SANREMO, SECONDA SERATA * AMADEUS & SOCI, PIETÀ: NON SI PUÒ FINIRE ALL'1.40

Fiorello a Sanremo nei panni di Maria De Filippi. Era una gag così divertente?
Il Festival di Sanremo tiene botta, anche perché gioca furbescamente protraendosi a oltranza. La seconda serata ha portato a casa 9,6 milioni di spettatori con il 53,3% di share. Piatto ricco mi ci ficco (c'era anche l'attesissima reunion pop dei Ricchi e Poveri, che dopo aver incassato il sontuoso cachet pare si chiameranno solo Ricchi), fra lustrini, cotillons e la rediviva Sabrina Salerno, che si conserva criogenicamente.

Per il resto, qualcuno in Rai si metta una mano sulla coscienza: non si può finire una serata festivaliera all'1.40 di notte (la sera prima non andò molto meglio: 1.25). Non tanto per il povero Michele Zarrillo, che non è più di primo pelo ma lotta insieme a noi e che ieri si è esibito per ultimo, all'una e mezza, ma per il disperato spettatore medio, che se vuole ascoltare tutte le canzoni in gara (teoricamente Sanremo nasce e vive per quello, non dimentichiamolo) deve fare sforzi ciclopici. C'è anche gente che lavora - a Viale Mazzini perdonino la volgarità - e che la mattina dopo si alza molto presto. Questa immane dilatazione degli orari per farcire troppo il cappone non è certo un buon servizio al servizio pubblico. Lo sappiamo: finire tardi consente anche di alzare lo share perché gli altri si spengono e si alza la media, ma lasciatelo fare al «Grande Fratello Vip». Chiudo la lagnosa parentesi, ma era quantomeno dovuta.
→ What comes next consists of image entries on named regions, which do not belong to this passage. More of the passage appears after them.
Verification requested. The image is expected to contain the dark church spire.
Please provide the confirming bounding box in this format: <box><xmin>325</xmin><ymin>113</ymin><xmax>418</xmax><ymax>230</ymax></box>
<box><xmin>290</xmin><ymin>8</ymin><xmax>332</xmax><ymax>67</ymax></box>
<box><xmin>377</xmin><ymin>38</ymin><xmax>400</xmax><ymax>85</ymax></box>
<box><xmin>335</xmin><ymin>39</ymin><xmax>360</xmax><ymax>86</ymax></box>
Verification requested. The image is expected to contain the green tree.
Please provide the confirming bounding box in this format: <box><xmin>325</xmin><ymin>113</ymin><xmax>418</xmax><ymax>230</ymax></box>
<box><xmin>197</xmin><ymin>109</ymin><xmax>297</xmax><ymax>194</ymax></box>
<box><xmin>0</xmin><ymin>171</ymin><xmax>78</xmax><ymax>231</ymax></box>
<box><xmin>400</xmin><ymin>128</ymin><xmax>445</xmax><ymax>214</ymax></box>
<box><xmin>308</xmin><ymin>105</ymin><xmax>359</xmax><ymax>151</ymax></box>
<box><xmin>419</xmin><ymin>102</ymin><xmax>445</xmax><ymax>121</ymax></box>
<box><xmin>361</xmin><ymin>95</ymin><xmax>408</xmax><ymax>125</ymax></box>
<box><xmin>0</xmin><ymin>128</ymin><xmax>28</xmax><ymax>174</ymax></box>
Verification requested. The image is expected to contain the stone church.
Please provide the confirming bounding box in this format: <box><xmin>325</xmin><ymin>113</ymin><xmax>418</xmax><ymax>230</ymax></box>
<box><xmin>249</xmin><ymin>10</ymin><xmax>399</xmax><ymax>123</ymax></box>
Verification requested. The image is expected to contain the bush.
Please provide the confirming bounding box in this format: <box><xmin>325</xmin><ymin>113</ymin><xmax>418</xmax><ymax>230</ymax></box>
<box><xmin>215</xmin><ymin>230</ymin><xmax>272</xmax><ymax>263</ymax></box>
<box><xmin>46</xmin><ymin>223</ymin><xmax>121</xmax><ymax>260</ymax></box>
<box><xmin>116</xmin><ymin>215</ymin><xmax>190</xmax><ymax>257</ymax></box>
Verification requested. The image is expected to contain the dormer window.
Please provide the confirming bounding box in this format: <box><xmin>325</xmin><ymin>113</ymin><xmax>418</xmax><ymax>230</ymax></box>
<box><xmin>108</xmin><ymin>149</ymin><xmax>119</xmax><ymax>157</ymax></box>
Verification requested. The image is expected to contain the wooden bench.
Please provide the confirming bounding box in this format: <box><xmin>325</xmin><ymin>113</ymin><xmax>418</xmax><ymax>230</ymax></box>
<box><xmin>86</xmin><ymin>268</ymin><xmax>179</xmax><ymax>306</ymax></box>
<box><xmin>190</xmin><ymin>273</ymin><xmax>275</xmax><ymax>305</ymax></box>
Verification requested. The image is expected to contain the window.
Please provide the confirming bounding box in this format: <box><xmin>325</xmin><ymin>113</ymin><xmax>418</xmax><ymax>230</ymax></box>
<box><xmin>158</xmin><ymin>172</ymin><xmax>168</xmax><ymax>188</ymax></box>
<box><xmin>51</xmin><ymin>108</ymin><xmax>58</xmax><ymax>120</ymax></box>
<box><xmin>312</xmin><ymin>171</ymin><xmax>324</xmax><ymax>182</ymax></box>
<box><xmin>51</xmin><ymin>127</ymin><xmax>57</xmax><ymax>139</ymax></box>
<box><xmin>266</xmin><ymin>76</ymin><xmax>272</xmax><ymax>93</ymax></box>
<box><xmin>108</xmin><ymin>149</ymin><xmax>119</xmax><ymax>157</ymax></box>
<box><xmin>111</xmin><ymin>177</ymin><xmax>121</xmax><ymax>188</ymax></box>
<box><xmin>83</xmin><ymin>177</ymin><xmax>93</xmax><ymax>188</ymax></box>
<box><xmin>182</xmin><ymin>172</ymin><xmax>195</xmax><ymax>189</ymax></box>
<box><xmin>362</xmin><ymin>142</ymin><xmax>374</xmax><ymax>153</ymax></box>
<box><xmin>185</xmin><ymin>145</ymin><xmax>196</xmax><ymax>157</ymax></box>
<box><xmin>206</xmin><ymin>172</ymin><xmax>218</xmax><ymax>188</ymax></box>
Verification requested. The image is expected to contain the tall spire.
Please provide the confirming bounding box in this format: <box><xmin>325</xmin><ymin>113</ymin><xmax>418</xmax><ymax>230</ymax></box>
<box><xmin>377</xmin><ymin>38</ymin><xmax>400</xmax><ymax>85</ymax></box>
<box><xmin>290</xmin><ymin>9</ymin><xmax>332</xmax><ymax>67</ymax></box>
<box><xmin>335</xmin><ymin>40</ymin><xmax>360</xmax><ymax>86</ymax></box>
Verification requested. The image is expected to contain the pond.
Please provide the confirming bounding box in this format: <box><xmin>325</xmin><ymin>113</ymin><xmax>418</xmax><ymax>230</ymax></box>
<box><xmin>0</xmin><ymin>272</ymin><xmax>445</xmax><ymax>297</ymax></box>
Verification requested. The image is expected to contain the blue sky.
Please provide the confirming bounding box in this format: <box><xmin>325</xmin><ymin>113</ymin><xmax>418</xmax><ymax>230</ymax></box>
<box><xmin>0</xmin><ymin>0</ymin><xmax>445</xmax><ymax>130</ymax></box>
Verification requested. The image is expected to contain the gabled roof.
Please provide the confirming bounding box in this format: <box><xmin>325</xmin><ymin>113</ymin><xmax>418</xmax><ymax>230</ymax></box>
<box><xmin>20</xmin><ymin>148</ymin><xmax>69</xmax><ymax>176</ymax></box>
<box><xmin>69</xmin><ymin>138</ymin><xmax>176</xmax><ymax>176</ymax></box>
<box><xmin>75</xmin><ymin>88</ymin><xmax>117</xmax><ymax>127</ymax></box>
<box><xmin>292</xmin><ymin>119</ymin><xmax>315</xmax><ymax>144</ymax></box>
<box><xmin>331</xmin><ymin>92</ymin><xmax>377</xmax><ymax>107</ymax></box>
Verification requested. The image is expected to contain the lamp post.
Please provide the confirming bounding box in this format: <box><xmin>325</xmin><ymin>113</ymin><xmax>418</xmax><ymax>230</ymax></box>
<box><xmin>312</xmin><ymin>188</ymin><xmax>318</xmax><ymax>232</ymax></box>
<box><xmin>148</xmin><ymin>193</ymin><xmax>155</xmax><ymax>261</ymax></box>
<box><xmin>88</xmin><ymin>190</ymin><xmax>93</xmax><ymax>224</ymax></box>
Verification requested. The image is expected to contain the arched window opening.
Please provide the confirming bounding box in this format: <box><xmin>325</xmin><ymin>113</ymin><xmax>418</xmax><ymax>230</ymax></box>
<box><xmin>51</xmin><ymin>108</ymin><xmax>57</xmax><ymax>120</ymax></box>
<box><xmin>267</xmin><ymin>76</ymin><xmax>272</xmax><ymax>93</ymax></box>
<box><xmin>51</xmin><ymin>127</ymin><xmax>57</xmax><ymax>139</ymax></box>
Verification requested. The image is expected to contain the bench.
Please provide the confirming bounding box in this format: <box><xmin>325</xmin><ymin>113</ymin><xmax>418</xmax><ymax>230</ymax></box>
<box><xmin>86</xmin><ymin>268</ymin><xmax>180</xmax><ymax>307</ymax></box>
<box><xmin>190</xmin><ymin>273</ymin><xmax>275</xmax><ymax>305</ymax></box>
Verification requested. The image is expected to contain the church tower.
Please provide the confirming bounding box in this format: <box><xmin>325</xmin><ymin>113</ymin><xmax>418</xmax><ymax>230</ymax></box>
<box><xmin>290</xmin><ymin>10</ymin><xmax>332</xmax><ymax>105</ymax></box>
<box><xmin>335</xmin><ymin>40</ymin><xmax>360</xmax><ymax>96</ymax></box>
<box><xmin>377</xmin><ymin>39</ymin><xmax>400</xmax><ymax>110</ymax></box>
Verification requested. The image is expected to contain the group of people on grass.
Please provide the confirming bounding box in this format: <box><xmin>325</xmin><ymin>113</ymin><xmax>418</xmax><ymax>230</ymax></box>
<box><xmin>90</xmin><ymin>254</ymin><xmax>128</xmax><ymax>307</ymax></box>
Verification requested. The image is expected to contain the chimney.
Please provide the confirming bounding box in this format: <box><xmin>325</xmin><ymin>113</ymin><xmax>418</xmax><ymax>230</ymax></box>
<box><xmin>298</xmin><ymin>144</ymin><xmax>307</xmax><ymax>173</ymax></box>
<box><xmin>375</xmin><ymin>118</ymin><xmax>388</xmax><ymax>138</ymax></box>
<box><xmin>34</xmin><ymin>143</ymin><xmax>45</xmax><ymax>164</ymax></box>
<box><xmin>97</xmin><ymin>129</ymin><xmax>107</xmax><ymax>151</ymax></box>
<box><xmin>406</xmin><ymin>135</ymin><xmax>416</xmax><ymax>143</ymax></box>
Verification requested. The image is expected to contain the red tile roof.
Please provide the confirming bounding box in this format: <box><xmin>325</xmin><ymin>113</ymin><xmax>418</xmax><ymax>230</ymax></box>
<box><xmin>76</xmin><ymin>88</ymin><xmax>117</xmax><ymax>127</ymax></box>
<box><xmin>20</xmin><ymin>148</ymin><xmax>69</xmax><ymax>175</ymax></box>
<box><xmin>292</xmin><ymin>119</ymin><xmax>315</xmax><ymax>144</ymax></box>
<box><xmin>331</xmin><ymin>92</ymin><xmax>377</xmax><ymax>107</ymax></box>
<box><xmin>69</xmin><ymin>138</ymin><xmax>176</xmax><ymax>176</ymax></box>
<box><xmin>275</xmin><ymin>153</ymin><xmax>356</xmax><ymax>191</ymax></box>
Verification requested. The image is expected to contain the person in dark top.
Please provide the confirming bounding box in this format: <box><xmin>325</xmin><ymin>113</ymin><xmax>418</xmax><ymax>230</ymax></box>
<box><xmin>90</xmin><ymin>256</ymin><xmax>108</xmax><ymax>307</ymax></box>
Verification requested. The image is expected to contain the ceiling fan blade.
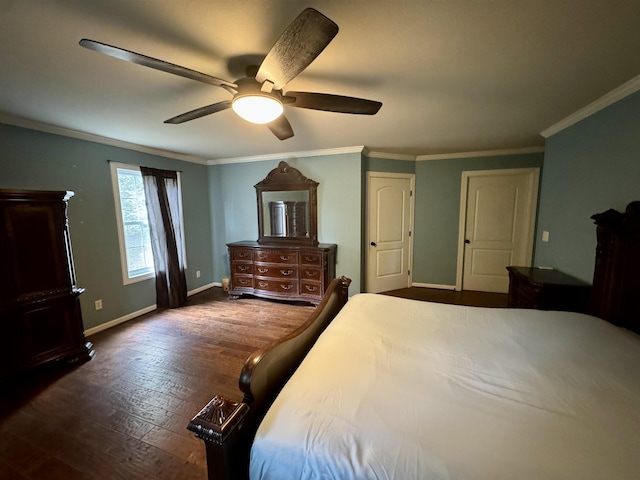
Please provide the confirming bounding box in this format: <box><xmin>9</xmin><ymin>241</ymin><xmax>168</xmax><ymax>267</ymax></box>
<box><xmin>256</xmin><ymin>8</ymin><xmax>338</xmax><ymax>90</ymax></box>
<box><xmin>267</xmin><ymin>114</ymin><xmax>293</xmax><ymax>140</ymax></box>
<box><xmin>164</xmin><ymin>100</ymin><xmax>231</xmax><ymax>125</ymax></box>
<box><xmin>80</xmin><ymin>38</ymin><xmax>237</xmax><ymax>94</ymax></box>
<box><xmin>283</xmin><ymin>92</ymin><xmax>382</xmax><ymax>115</ymax></box>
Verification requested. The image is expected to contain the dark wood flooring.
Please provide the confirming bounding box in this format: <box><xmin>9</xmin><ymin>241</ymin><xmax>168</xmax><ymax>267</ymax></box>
<box><xmin>0</xmin><ymin>288</ymin><xmax>506</xmax><ymax>480</ymax></box>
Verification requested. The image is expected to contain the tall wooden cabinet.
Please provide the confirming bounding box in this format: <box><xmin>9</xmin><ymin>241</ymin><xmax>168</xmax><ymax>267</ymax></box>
<box><xmin>0</xmin><ymin>190</ymin><xmax>93</xmax><ymax>381</ymax></box>
<box><xmin>590</xmin><ymin>201</ymin><xmax>640</xmax><ymax>333</ymax></box>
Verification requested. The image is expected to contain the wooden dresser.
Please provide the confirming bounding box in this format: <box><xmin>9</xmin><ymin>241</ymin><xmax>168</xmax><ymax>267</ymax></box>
<box><xmin>227</xmin><ymin>241</ymin><xmax>337</xmax><ymax>305</ymax></box>
<box><xmin>0</xmin><ymin>190</ymin><xmax>93</xmax><ymax>380</ymax></box>
<box><xmin>507</xmin><ymin>267</ymin><xmax>591</xmax><ymax>313</ymax></box>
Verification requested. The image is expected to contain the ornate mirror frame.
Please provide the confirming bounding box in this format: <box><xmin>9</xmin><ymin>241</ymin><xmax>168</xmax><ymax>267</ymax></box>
<box><xmin>254</xmin><ymin>161</ymin><xmax>318</xmax><ymax>246</ymax></box>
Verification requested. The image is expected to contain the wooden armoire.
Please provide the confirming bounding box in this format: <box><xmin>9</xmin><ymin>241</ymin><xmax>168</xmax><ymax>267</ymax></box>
<box><xmin>589</xmin><ymin>201</ymin><xmax>640</xmax><ymax>333</ymax></box>
<box><xmin>0</xmin><ymin>190</ymin><xmax>93</xmax><ymax>381</ymax></box>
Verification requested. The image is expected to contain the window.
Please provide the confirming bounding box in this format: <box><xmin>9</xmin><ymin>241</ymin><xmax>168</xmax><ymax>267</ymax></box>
<box><xmin>111</xmin><ymin>162</ymin><xmax>155</xmax><ymax>285</ymax></box>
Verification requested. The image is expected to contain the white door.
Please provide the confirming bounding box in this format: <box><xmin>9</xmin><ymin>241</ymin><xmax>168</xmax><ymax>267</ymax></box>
<box><xmin>366</xmin><ymin>172</ymin><xmax>414</xmax><ymax>293</ymax></box>
<box><xmin>458</xmin><ymin>168</ymin><xmax>539</xmax><ymax>293</ymax></box>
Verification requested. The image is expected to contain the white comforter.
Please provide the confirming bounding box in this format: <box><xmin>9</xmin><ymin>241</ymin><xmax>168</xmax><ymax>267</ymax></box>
<box><xmin>251</xmin><ymin>294</ymin><xmax>640</xmax><ymax>480</ymax></box>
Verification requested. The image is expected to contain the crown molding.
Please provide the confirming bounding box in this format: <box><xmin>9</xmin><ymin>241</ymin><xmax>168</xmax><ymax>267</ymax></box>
<box><xmin>0</xmin><ymin>112</ymin><xmax>206</xmax><ymax>165</ymax></box>
<box><xmin>416</xmin><ymin>147</ymin><xmax>544</xmax><ymax>162</ymax></box>
<box><xmin>540</xmin><ymin>75</ymin><xmax>640</xmax><ymax>138</ymax></box>
<box><xmin>362</xmin><ymin>147</ymin><xmax>416</xmax><ymax>161</ymax></box>
<box><xmin>207</xmin><ymin>145</ymin><xmax>365</xmax><ymax>165</ymax></box>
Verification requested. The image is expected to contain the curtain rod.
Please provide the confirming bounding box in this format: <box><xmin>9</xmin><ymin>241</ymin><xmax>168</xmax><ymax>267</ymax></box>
<box><xmin>107</xmin><ymin>159</ymin><xmax>182</xmax><ymax>173</ymax></box>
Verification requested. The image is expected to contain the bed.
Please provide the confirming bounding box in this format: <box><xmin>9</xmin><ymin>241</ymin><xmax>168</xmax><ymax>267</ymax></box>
<box><xmin>189</xmin><ymin>202</ymin><xmax>640</xmax><ymax>480</ymax></box>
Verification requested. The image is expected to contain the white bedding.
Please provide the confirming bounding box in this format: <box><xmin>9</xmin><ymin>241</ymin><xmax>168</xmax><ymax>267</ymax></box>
<box><xmin>251</xmin><ymin>294</ymin><xmax>640</xmax><ymax>480</ymax></box>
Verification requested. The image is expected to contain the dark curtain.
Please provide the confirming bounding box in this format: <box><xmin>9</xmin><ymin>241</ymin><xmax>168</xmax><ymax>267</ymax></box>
<box><xmin>140</xmin><ymin>167</ymin><xmax>187</xmax><ymax>308</ymax></box>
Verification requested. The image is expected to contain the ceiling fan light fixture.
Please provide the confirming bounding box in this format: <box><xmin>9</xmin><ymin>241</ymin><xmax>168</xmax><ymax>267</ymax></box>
<box><xmin>231</xmin><ymin>94</ymin><xmax>284</xmax><ymax>124</ymax></box>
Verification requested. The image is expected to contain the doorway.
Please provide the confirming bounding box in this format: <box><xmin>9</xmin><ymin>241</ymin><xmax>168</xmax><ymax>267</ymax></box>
<box><xmin>365</xmin><ymin>172</ymin><xmax>415</xmax><ymax>293</ymax></box>
<box><xmin>456</xmin><ymin>168</ymin><xmax>540</xmax><ymax>293</ymax></box>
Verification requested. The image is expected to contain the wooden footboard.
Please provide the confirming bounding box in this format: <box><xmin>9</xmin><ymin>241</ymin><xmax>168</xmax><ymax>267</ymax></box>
<box><xmin>187</xmin><ymin>277</ymin><xmax>351</xmax><ymax>480</ymax></box>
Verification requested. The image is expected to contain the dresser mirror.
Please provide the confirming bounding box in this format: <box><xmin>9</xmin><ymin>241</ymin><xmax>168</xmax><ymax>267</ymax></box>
<box><xmin>255</xmin><ymin>162</ymin><xmax>318</xmax><ymax>245</ymax></box>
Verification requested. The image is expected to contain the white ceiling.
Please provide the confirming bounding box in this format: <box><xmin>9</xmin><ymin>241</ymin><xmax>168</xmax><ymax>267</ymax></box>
<box><xmin>0</xmin><ymin>0</ymin><xmax>640</xmax><ymax>159</ymax></box>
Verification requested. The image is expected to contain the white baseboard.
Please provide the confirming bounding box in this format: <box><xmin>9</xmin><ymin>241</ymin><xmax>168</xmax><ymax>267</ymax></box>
<box><xmin>84</xmin><ymin>305</ymin><xmax>156</xmax><ymax>337</ymax></box>
<box><xmin>411</xmin><ymin>282</ymin><xmax>456</xmax><ymax>290</ymax></box>
<box><xmin>84</xmin><ymin>282</ymin><xmax>222</xmax><ymax>337</ymax></box>
<box><xmin>187</xmin><ymin>282</ymin><xmax>222</xmax><ymax>297</ymax></box>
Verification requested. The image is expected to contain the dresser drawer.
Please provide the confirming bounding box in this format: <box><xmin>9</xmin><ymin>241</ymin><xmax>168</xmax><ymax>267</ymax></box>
<box><xmin>254</xmin><ymin>278</ymin><xmax>298</xmax><ymax>295</ymax></box>
<box><xmin>300</xmin><ymin>265</ymin><xmax>322</xmax><ymax>282</ymax></box>
<box><xmin>254</xmin><ymin>249</ymin><xmax>298</xmax><ymax>265</ymax></box>
<box><xmin>230</xmin><ymin>247</ymin><xmax>253</xmax><ymax>261</ymax></box>
<box><xmin>231</xmin><ymin>262</ymin><xmax>253</xmax><ymax>275</ymax></box>
<box><xmin>300</xmin><ymin>251</ymin><xmax>322</xmax><ymax>267</ymax></box>
<box><xmin>227</xmin><ymin>241</ymin><xmax>337</xmax><ymax>305</ymax></box>
<box><xmin>253</xmin><ymin>263</ymin><xmax>298</xmax><ymax>279</ymax></box>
Sono orari indegni.

Fiorello, intanto, fa cose strane: stavolta ha pressoché rinunciato ai testi, alle performance virtuosistiche (se si eccettua l'ottima «La classica canzone di Sanremo», in stile Rocco Tanica), per varare una sorta di co-conduzione in modalità cazzeggio in combinato disposto con Amadeus. Funziona? Sì, nelle innocue scemate da villaggio Valtur Anni 80 Rosario è imbattibile, ma un po' di lavoro autorale, no? Era davvero così divertente la gag iniziale, quando si è presentato vestito da Maria De Filippi, con lei che ha colto la palla al balzo per intervenire al cellulare? A mio avviso non particolarmente. Sono quelle cosette simpatichine, graziosine, ine ine, che vanno bene, sì, ma come riempitivo. Non si può rinunciare a tutto il resto. E da Fiorello ti aspetti che ribalti il mondo.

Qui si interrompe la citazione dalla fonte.